When terrorists attack, tornadoes make homes disappear, or hurricanes have communities tumbling like building blocks, our hearts weep for those in need. We are compelled to help; though most don't know how. I can. I'm trained. Through my volunteering I've gained experiences that will haunt me forever. But, I wasn't expecting the amazing and emotional journey my Red Cross disaster volunteering would take me on.


Bringing Hope: A Disaster Relief Journey is my story as a volunteer of what I faced after the attacks on 9/11, Hurricane Katrina, Hurricane Sandy, and more. My book has been described as "engaging, honest, and heartfelt." This memoir is a personal account of the path I took, and the daily journals I kept, bringing a small measure of hope to one family at a time after nature or man has pulled the rug out from under them. It is a realistic snapshot of what it’s like to be a volunteer at the epicenter of national disasters. As our weather worsens and storms become more destructive, there is a need every day for more volunteers who are prepared and ready. I hope my story will inspire others to step into the rewarding world of helping people at a time of crises in their lives.
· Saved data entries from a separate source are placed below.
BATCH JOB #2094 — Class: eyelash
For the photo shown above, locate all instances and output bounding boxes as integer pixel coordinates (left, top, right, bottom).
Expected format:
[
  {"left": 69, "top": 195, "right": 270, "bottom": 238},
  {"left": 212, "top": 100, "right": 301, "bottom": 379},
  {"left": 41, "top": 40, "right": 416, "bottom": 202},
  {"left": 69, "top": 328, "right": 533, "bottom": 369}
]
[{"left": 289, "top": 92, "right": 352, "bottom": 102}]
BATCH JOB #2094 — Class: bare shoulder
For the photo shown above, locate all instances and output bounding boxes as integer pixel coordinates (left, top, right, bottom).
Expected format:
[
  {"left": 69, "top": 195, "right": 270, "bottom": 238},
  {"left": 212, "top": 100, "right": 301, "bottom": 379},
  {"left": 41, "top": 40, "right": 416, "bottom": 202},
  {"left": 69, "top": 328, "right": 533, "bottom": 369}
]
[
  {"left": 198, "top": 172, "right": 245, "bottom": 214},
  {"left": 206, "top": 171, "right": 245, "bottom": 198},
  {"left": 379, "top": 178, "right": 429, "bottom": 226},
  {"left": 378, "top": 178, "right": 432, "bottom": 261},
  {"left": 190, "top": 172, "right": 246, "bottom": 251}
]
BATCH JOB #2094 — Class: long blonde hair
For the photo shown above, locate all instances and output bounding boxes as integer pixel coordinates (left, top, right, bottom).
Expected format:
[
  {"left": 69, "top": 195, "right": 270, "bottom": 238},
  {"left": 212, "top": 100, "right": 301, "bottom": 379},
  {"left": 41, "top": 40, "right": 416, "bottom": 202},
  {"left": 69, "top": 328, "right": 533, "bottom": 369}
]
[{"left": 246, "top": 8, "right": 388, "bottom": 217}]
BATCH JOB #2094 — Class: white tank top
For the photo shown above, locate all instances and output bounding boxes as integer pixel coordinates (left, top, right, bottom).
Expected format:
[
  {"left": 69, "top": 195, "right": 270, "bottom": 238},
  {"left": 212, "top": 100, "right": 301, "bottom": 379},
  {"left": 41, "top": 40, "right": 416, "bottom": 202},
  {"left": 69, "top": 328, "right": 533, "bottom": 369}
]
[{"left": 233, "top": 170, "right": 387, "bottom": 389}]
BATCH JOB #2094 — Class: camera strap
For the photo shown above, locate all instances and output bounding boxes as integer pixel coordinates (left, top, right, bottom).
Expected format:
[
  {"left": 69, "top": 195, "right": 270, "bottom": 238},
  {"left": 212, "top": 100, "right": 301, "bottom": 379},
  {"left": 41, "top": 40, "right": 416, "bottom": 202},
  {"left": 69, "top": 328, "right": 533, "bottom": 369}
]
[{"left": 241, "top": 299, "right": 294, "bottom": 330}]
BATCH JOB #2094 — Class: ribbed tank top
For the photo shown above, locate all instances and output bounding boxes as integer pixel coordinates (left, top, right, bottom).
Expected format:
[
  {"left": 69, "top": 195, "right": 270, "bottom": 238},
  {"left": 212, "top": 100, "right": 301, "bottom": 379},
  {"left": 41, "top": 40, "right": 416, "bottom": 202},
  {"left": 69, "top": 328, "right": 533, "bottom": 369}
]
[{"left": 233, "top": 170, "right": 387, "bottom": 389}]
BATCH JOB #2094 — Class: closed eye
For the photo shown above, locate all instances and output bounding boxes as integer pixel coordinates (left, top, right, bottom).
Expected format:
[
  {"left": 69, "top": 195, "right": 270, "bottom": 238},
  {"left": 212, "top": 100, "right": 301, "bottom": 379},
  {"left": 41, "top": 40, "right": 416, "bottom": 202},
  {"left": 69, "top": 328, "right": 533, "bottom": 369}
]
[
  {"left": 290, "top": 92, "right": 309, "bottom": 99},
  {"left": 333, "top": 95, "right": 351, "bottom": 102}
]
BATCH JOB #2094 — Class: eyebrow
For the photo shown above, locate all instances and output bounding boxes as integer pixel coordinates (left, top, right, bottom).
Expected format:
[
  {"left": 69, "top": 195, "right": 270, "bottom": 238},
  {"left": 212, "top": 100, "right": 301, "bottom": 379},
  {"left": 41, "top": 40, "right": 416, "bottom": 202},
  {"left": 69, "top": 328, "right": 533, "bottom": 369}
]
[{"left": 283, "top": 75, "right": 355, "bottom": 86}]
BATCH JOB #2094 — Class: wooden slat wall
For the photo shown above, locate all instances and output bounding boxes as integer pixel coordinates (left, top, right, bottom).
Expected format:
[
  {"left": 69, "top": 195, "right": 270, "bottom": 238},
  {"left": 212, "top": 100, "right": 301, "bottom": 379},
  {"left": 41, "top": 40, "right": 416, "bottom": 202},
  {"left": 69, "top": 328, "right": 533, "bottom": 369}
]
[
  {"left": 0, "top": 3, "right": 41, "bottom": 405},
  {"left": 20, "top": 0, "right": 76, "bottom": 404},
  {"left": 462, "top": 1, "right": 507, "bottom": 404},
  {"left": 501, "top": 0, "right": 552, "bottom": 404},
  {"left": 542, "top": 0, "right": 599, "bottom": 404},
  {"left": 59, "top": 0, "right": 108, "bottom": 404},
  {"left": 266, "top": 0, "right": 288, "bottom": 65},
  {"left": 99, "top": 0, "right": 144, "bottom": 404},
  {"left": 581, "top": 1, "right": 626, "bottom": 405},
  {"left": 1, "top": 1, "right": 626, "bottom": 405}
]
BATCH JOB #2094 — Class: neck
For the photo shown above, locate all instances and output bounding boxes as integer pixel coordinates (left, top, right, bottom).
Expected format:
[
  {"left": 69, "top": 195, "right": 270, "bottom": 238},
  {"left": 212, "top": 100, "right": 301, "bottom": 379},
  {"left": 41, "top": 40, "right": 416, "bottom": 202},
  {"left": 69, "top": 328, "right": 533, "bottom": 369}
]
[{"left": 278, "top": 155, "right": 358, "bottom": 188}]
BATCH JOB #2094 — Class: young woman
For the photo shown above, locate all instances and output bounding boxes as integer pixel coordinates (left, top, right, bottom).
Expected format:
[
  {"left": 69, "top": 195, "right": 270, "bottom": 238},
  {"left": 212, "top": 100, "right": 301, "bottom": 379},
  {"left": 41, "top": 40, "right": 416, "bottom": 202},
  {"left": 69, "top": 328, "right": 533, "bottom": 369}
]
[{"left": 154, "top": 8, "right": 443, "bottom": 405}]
After 9/11 I spent three weeks in Washington, D.C. speaking with families who lost loved ones in the terrorist attacks. After Hurricane Katrina I helped families begin their recovery in Mississippi. Once Hurricane Sandy turned northeast and recovery began I helped families and individuals in New York, including a man who lost his home, leg prosthesis, motorized wheelchair, and wife in one night. This is not the story of the families that I have assisted, although there are brief glimpses into what they were faced with; it is the story of my journey as a volunteer.
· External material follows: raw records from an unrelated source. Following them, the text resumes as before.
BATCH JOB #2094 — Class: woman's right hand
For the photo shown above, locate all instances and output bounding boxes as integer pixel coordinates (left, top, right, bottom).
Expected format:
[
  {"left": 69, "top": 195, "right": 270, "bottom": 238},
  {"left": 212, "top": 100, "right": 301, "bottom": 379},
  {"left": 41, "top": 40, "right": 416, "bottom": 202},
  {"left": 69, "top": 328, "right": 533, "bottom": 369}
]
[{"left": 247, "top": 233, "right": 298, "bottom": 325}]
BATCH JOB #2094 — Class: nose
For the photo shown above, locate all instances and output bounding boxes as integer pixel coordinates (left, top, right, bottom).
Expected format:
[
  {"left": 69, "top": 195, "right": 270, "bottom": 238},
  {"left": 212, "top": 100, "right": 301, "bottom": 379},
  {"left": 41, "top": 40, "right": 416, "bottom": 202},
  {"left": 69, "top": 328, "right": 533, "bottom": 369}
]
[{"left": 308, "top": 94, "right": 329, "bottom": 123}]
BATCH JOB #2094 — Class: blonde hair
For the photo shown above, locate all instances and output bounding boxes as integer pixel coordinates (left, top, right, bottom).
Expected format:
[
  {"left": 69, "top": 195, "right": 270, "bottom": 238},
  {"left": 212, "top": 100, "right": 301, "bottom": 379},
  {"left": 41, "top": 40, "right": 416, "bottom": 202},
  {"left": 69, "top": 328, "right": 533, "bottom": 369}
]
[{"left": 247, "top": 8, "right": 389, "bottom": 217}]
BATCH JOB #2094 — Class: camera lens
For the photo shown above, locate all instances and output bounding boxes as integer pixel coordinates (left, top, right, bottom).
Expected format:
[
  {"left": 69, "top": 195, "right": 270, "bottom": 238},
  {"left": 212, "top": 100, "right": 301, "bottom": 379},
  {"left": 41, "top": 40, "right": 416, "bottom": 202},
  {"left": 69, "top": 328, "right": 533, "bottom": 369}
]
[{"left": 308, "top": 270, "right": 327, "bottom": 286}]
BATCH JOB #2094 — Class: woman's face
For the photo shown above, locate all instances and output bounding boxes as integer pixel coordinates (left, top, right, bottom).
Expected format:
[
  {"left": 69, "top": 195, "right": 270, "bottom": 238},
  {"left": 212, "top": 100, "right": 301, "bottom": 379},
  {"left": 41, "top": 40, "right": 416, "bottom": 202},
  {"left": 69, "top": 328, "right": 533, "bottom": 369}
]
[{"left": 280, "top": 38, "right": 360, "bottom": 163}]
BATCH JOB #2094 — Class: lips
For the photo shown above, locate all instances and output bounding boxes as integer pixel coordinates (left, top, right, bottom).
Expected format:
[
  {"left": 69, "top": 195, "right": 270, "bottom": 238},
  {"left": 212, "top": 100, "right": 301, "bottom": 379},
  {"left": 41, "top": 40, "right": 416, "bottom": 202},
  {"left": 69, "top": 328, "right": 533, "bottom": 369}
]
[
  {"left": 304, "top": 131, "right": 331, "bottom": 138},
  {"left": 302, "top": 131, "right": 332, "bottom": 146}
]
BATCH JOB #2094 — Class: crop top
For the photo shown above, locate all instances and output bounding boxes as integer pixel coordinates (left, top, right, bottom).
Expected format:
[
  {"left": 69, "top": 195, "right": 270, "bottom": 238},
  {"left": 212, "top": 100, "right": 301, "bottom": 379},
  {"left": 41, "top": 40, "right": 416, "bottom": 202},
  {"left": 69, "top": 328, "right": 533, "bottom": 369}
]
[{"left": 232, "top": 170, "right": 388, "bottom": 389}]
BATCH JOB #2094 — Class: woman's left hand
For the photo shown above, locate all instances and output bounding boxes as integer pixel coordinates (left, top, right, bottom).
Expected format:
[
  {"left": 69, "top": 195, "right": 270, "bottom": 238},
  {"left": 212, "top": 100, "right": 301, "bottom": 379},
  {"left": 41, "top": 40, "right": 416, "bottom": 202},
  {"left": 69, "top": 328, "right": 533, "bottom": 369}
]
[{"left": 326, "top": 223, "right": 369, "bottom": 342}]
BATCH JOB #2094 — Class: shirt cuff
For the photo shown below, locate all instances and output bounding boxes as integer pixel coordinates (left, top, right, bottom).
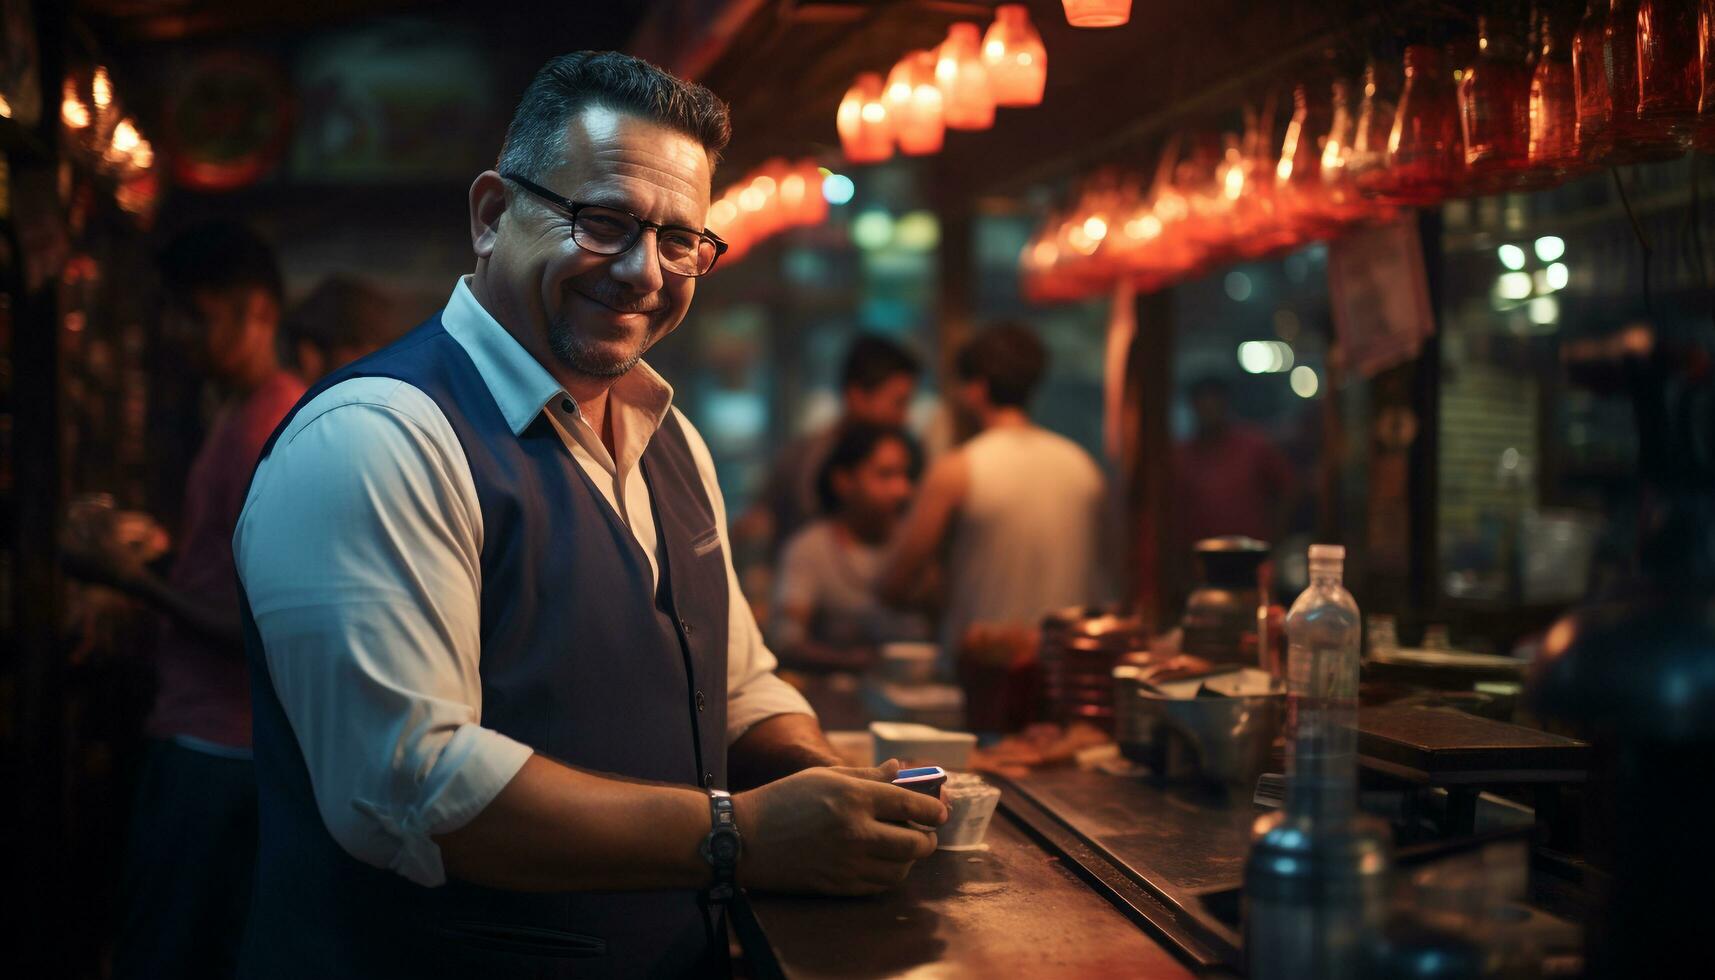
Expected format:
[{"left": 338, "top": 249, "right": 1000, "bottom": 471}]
[
  {"left": 353, "top": 723, "right": 533, "bottom": 887},
  {"left": 725, "top": 672, "right": 816, "bottom": 745}
]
This 62,000 word memoir gives insight into the unique and unknown world of disaster volunteering based on my twenty years with the American Red Cross. I graduated from Marquette University majoring in Interpersonal Communication, which gave me the skills needed to traverse many difficult emotional situations. My story "One Phone Call Makes A Difference" is published in Stories of Service by CSA Sponsored Ministries. It is a short story of my volunteer work after 9/11 in Washington. For many years I was a Disaster Action Team leader responding to local fires. I am also a past board member and served on a state disaster consortium with the Red Cross.


My book has already been vetted by the National office of the American Red Cross. It has been critiqued and has gone through professional editorial review. I appreciate your serious consideration of my unique memoir.